Menurutnya, indonesia wajib langsung mengawali implementasi Blockchain. Karena, sedangkan perkembangan di Tanah Air agak lambat, tetapi pelan mulai banyak industri yang menerapkan blockchain. Seperti pula tumbuh sebagian startup yang mulai menerapkan blockchain.

Sebagai penyelenggara acara ini FinBlock juga memberikan pengetahuan, wawasan, kabar, pasar, serta analisa data mengenai fintech yang yaitu platform profesional di Asia Tenggara.

“Seminar ini di hadiri 150-200 orang dari beraneka kalangan profesional dalam bidang blockchain dan fintech, seperti dari Singapura, Amerika Serikat, China, dan Indonesia,” ungkapnya

FinBlock Company yaitu perusahaan yang bergerak dibidang Blockchain, disupport EEC dan Block Tech serta disponsori oleh GoWithMi, perusahaan penyedia aplikasi peta 3D.

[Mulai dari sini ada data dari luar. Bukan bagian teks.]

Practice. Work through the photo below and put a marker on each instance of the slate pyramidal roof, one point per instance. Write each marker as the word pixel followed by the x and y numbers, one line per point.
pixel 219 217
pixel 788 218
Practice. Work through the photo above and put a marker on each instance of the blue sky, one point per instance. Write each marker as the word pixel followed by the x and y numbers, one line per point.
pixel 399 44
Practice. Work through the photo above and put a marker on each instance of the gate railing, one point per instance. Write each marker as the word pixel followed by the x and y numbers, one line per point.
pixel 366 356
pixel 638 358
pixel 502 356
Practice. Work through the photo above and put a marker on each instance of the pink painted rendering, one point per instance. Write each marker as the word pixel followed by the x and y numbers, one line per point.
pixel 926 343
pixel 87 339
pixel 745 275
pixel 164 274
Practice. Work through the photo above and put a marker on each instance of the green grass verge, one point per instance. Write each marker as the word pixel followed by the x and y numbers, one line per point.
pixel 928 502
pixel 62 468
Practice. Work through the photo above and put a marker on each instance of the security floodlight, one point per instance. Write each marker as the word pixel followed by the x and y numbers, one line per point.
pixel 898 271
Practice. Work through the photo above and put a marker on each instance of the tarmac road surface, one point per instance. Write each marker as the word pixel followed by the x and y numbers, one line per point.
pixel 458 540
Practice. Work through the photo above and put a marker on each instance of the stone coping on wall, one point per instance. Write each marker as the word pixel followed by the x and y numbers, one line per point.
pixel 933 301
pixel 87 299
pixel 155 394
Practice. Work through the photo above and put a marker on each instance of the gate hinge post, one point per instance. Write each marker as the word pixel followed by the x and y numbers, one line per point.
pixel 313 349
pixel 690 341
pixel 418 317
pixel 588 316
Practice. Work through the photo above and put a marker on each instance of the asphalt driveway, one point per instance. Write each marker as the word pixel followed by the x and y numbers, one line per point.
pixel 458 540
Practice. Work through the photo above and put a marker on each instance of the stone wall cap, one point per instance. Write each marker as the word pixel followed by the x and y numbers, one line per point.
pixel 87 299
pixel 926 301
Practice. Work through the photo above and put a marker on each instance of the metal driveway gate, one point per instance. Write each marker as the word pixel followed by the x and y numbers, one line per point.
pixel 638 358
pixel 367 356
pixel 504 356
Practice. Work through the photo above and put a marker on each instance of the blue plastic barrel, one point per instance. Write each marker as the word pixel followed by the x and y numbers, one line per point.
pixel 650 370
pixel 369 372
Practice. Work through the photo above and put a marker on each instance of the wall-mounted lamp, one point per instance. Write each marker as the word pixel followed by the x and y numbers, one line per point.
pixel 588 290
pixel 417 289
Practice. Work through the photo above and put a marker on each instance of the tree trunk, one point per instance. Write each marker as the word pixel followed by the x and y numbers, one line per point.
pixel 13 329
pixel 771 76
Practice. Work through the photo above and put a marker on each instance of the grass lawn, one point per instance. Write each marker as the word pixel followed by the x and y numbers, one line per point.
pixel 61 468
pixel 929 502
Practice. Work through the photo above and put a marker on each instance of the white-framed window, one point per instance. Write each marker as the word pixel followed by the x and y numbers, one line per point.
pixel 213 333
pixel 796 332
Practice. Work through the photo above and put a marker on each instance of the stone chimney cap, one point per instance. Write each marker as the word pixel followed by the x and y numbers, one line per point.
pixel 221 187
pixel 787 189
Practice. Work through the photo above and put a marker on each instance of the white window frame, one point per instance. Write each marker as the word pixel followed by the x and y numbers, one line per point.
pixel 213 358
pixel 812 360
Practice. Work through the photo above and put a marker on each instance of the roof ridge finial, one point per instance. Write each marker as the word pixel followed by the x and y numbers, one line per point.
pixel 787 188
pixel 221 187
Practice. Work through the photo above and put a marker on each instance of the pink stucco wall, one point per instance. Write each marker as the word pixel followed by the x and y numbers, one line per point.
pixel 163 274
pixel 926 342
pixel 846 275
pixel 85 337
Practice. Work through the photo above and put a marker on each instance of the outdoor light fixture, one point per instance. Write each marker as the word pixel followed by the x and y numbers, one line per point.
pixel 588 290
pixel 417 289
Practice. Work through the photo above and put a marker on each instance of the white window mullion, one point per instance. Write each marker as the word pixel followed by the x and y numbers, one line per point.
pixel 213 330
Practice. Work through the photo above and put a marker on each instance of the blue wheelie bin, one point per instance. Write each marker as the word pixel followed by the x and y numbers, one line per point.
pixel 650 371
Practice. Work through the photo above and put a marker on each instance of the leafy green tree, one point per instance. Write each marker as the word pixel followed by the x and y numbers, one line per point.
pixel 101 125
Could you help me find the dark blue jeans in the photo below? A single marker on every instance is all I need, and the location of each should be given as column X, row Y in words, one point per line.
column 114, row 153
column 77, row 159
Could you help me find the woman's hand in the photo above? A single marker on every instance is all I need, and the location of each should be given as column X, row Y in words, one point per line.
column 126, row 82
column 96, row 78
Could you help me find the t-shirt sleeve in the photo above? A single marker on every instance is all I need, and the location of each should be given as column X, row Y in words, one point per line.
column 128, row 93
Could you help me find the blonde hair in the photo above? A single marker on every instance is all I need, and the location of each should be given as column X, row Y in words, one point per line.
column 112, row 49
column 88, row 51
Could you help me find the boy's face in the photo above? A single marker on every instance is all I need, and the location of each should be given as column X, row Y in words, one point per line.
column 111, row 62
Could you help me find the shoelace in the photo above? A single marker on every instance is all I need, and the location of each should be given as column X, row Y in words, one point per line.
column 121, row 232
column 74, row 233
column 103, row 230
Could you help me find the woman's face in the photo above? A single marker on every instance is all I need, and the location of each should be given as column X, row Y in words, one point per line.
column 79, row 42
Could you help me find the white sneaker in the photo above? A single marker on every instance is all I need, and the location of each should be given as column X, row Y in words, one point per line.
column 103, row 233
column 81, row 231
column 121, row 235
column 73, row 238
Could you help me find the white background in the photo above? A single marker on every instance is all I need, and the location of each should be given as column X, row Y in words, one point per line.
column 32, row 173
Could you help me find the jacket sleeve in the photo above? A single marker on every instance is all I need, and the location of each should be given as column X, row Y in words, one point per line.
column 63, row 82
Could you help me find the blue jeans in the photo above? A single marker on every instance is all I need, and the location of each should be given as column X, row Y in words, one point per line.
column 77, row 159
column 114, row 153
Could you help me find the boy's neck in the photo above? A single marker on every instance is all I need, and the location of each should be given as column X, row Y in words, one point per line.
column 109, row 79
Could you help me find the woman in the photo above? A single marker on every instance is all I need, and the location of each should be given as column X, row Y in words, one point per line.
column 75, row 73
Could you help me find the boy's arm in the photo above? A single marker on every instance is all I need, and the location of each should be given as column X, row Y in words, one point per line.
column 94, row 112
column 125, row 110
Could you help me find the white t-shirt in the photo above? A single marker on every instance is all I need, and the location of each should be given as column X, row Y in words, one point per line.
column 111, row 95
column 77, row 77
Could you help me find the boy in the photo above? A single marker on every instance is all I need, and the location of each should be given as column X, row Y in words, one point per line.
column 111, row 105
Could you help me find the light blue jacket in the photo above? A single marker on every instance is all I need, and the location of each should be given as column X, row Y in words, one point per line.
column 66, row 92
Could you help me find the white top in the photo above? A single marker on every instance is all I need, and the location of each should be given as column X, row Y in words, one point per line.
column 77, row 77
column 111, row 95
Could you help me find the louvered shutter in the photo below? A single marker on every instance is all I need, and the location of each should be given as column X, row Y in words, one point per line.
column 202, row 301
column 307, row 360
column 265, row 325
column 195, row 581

“Acara ini dihadiri dari perwakilan proyek Blockchain dari China dan Asia Tenggara. Pemain blockchain betul-betul giat untuk berkumpul di sini guna mencoba peluang berprofesi sama di masa yang akan datang,” ungkap Edward Ismawan Chamdani, pendiri IdeoSource Financial Investment Fund.

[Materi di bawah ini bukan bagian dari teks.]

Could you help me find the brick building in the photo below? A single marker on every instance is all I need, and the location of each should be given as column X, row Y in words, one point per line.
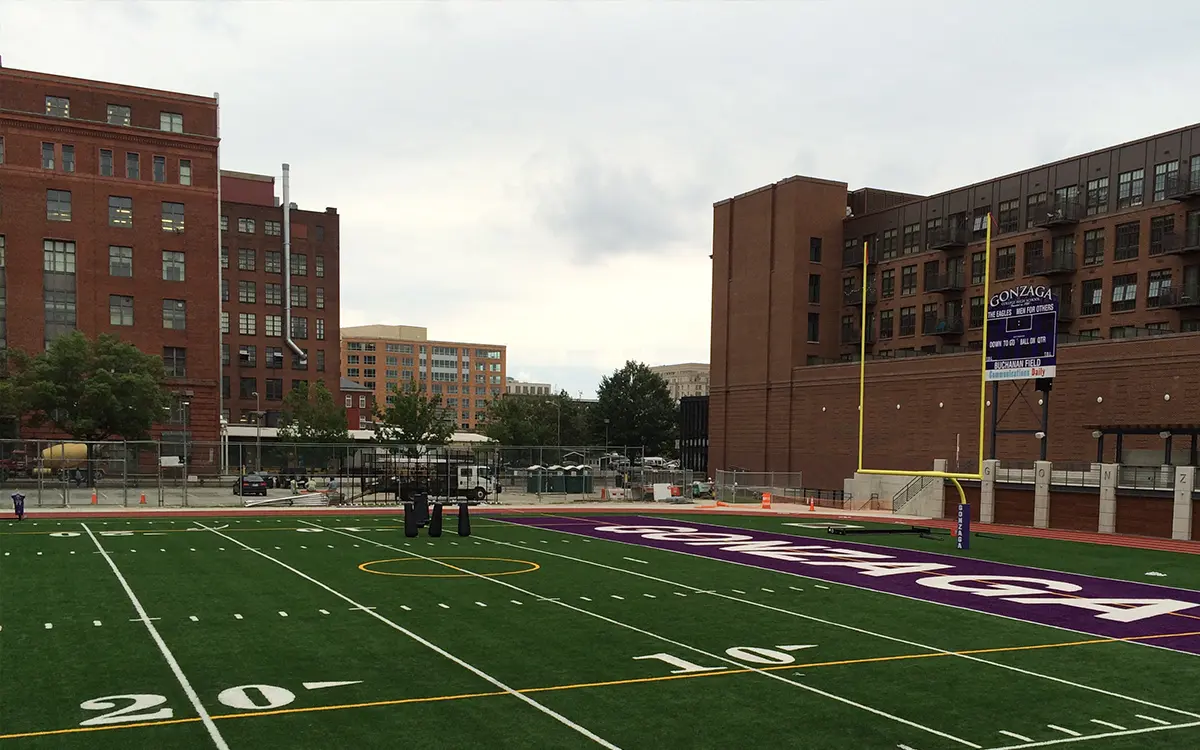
column 1116, row 234
column 259, row 363
column 108, row 225
column 387, row 358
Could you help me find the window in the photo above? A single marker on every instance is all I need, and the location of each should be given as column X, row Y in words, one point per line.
column 58, row 256
column 171, row 121
column 1097, row 199
column 173, row 265
column 58, row 106
column 977, row 312
column 1157, row 282
column 120, row 261
column 120, row 211
column 1125, row 293
column 888, row 245
column 1128, row 239
column 1009, row 216
column 247, row 324
column 1093, row 247
column 888, row 283
column 814, row 328
column 174, row 315
column 119, row 114
column 120, row 310
column 1131, row 189
column 172, row 216
column 1164, row 173
column 58, row 205
column 1092, row 298
column 1159, row 226
column 174, row 361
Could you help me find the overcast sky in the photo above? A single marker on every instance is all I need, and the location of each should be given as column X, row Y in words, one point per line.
column 541, row 174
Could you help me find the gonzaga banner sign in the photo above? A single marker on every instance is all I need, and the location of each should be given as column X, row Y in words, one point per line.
column 1092, row 605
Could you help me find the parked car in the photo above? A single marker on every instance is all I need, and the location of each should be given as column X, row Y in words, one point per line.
column 250, row 484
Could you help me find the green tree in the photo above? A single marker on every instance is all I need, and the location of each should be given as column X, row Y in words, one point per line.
column 414, row 420
column 91, row 389
column 639, row 407
column 310, row 414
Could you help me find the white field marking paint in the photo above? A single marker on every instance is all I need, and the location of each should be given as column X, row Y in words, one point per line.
column 214, row 732
column 431, row 646
column 879, row 635
column 691, row 648
column 1015, row 736
column 1110, row 725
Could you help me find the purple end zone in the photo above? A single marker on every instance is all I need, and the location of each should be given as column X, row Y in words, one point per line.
column 1156, row 615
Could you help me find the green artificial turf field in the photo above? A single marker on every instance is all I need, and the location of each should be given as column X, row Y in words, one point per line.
column 339, row 631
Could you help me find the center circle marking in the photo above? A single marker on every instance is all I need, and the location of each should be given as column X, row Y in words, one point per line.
column 366, row 568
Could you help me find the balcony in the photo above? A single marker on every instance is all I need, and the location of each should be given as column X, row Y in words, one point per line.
column 942, row 327
column 1056, row 213
column 1183, row 186
column 855, row 298
column 1180, row 298
column 949, row 238
column 1181, row 244
column 853, row 258
column 1055, row 264
column 946, row 283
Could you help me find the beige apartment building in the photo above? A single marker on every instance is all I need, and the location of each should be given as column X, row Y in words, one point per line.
column 390, row 358
column 685, row 379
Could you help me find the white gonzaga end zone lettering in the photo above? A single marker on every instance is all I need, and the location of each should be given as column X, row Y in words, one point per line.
column 1027, row 591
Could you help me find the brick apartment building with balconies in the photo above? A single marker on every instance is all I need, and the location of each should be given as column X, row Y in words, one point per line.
column 1115, row 233
column 108, row 225
column 259, row 366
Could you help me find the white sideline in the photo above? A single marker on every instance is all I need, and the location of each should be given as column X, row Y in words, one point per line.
column 214, row 732
column 844, row 627
column 426, row 643
column 665, row 640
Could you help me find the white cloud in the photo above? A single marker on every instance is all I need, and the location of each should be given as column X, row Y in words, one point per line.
column 543, row 174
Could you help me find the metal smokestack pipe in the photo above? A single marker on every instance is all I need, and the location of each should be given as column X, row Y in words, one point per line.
column 287, row 270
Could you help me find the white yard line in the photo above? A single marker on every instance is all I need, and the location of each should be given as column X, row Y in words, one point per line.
column 424, row 642
column 671, row 641
column 861, row 630
column 214, row 732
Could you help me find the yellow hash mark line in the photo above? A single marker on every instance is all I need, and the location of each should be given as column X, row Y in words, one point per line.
column 611, row 683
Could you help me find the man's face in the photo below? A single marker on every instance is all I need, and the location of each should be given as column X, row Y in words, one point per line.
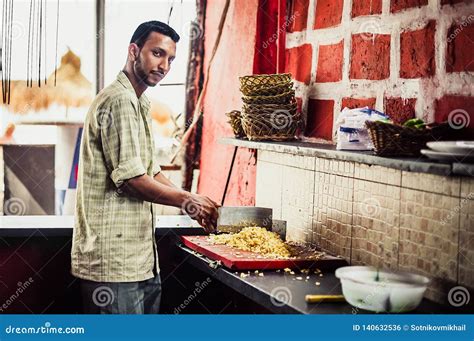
column 155, row 58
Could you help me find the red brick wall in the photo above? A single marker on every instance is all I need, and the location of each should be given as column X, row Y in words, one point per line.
column 238, row 39
column 409, row 58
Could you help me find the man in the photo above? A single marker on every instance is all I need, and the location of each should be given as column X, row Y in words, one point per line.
column 114, row 250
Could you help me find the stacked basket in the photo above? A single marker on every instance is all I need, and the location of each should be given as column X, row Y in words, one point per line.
column 269, row 111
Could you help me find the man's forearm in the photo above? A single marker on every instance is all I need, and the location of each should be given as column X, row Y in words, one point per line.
column 147, row 188
column 164, row 180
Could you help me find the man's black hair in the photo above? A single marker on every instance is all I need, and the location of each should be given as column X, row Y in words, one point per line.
column 143, row 31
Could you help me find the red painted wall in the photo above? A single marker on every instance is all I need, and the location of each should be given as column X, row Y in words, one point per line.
column 234, row 58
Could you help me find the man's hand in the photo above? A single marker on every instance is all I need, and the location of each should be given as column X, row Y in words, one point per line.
column 203, row 210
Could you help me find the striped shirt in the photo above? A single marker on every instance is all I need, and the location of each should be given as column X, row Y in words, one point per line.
column 113, row 239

Kecuali itu juga hadir perwakilan dari indonesia seperti Lukita Dinarsyah Tuwo, Chairman of indonesia Dipungut Trade Zone Authority, Oscar eks ketua Asosiasi Blockchain Indonesia dan Huang Lanjin, Chief Technical Officer World Blockchain Organization serta pendiri industri dan para spesialis yang akan berpartisipasi membagikan pengalaman dan pemikiran mereka.

Di sisi lain, blockchain juga merambah industri aplikasi kabar di Indonesia. Salah satu startup yang memanfaatkan teknologi ini ialah GoWithMi.

Sekedar kabar, GoWithMi yaitu sebuah perusahaan 3D map jaringan peta peta cerdas terdistribusi pertama di dunia, yang menyediakan solusi ‘one-berhenti’ rantai publik + peta untuk segala ragam DAPP terdesentralisasi, termasuk data peta dan algoritme yang mendasari, rantai kredit, kontrak pandai, dan pembayaran token insentif untuk pemakai.

Founder CEO GoWithMi, Oliver Li, mengatakan,”Aplikasi ini mempermudah pengguna menerima kabar lokasi jalan secara update seperti trek macet, kejadian kecelakaan, dan menujukkan eksistensi sekitar,” katanya
Tak cuma itu, aplikasi ini juga dirancang menarik meniru pergerakan pengguna, kemana bahkan mereka pergi.

 

Baca Juga: Benarkah bitcoin indonesia dilarang peredarannya?